1995 novel by Ian Rankin

Blood Hunt is a 1995 crime novel by Ian Rankin, and the third of his books to be published under the pseudonym Jack Harvey.

==Plot summary==

Gordon Reeve, a former SAS soldier, receives a phone call to his home in Scotland, informing him that his brother Jim has been found dead in a car in San Diego. The death looks like a suicide, the car being locked from the inside, and the gun still in Jim's hand. While in the USA to identify the body, Gordon realises that his brother was murdered, and that the police are reluctant to follow any lead. Retracing Jim's final hours, he connects Jim's death with his work as a journalist, investigating a multinational chemical corporation. Gordon soon discovers that he himself is being watched, so he decides to ask Jim's friends back in Europe for further information.

In London, he finds more hints, but no evidence for his brother's sources. After returning home, he finds that his house has been bugged by professionals. Sending his wife and son to a relative, he determines to take on his enemy on his own. There are two parties after him: the multinational corporation, represented by "Jay", a renegade SAS member, and an international investigation corporation, also somehow connected with the case.

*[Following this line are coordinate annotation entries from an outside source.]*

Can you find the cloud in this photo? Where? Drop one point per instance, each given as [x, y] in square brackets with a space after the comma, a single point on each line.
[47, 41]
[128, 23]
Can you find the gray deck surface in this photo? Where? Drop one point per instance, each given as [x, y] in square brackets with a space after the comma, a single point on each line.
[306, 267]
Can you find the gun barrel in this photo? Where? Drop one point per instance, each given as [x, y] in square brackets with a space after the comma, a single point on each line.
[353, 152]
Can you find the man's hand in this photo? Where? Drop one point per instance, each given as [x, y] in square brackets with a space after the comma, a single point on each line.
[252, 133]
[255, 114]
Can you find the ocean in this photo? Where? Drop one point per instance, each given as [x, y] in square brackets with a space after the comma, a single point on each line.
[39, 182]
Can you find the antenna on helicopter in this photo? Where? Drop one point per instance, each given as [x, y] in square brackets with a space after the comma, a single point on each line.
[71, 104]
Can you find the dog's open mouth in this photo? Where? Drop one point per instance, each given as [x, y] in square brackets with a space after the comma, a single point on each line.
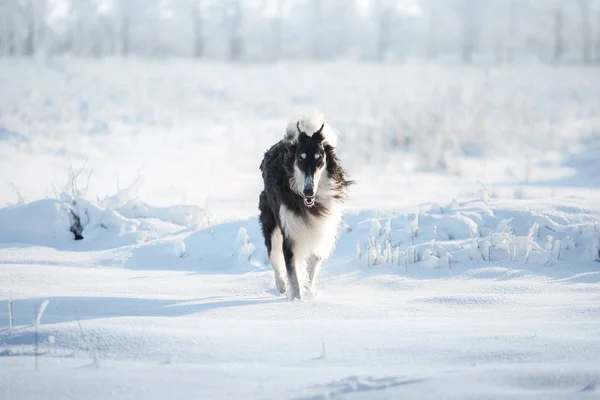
[309, 201]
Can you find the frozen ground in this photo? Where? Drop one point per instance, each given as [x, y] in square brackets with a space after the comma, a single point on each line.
[467, 266]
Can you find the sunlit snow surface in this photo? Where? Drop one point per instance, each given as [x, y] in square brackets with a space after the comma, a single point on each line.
[467, 264]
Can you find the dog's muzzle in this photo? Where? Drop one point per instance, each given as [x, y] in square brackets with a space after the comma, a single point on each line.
[309, 201]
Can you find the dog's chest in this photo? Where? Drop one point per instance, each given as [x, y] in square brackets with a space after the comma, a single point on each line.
[314, 235]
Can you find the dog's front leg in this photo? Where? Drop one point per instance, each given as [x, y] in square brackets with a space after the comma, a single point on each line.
[290, 266]
[313, 269]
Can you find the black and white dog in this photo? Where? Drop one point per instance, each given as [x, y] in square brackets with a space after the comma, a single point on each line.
[301, 204]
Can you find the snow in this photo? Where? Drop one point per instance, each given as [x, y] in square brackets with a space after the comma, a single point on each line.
[478, 280]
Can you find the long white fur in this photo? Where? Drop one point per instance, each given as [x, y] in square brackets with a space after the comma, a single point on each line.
[314, 235]
[309, 122]
[298, 180]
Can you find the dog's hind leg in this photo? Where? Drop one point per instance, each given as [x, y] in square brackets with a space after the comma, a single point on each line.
[277, 259]
[274, 243]
[313, 269]
[290, 265]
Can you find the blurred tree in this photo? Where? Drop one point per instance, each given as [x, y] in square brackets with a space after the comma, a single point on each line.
[586, 31]
[559, 40]
[198, 31]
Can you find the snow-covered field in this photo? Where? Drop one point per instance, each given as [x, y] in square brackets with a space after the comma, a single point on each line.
[467, 265]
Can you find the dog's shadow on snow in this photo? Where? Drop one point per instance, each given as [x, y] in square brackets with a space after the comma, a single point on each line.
[73, 309]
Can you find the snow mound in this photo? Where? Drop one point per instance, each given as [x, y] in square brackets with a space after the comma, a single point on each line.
[60, 222]
[481, 231]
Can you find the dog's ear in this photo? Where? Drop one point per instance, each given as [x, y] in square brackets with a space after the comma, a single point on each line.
[318, 135]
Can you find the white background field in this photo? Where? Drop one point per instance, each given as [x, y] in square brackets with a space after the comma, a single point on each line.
[466, 267]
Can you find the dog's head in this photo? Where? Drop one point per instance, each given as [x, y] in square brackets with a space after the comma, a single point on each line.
[309, 164]
[306, 139]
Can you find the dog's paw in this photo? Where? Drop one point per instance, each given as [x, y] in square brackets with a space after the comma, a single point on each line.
[281, 285]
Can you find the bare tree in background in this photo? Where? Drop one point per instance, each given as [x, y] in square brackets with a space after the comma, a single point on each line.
[432, 29]
[598, 37]
[276, 30]
[468, 31]
[383, 13]
[197, 21]
[7, 20]
[316, 25]
[559, 26]
[124, 18]
[512, 31]
[235, 39]
[586, 31]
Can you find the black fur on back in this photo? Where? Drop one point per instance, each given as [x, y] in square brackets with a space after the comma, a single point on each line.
[277, 169]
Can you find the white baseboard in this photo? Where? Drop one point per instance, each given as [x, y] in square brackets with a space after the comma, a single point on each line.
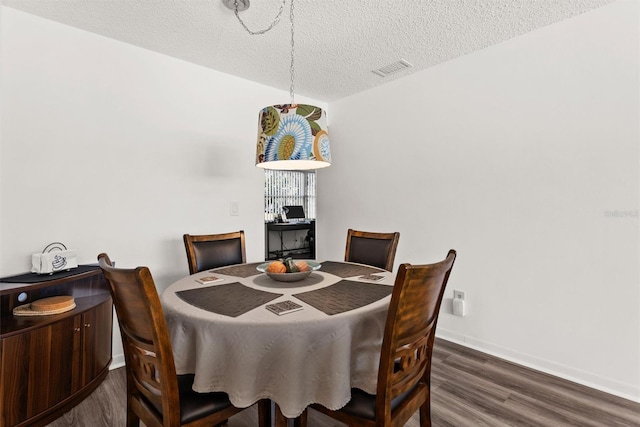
[607, 385]
[117, 361]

Travelling to France in order to find out more from a journalist colleague of Jim's, they are attacked by a group of professional killers under orders from Jay, resulting in multiple deaths, and leading to Gordon falling under suspicion by the police. Gordon decides to return to the USA, where he infiltrates the investigation corporation and learns more about the history of the case. Then he travels to San Diego to collect more evidence, and eventually returns to England, deliberately leaving a trail for Jay. Their long enmity leads Jay to follow Gordon to Scotland, where Gordon kills him and his team in a final showdown. Gordon manages to locate Jim's hidden journalistic material, hopefully clearing Jim's name and his own.

==Connections to other Rankin books==

Gordon Reeve was the villain in Rankin's first Inspector Rebus novel, Knots and Crosses. Rankin stated on his website that he used an alternate version of Reeve as the protagonist in his last "Jack Harvey" novel to give the Harvey period a "sense of 'closure'".

== Reception ==
The novel was not widely reviewed on release, but was well-received on re-release, with Kirkus Reviews praising the "breakneck pace", the technical detail and the portrayal of "anger turned to fury."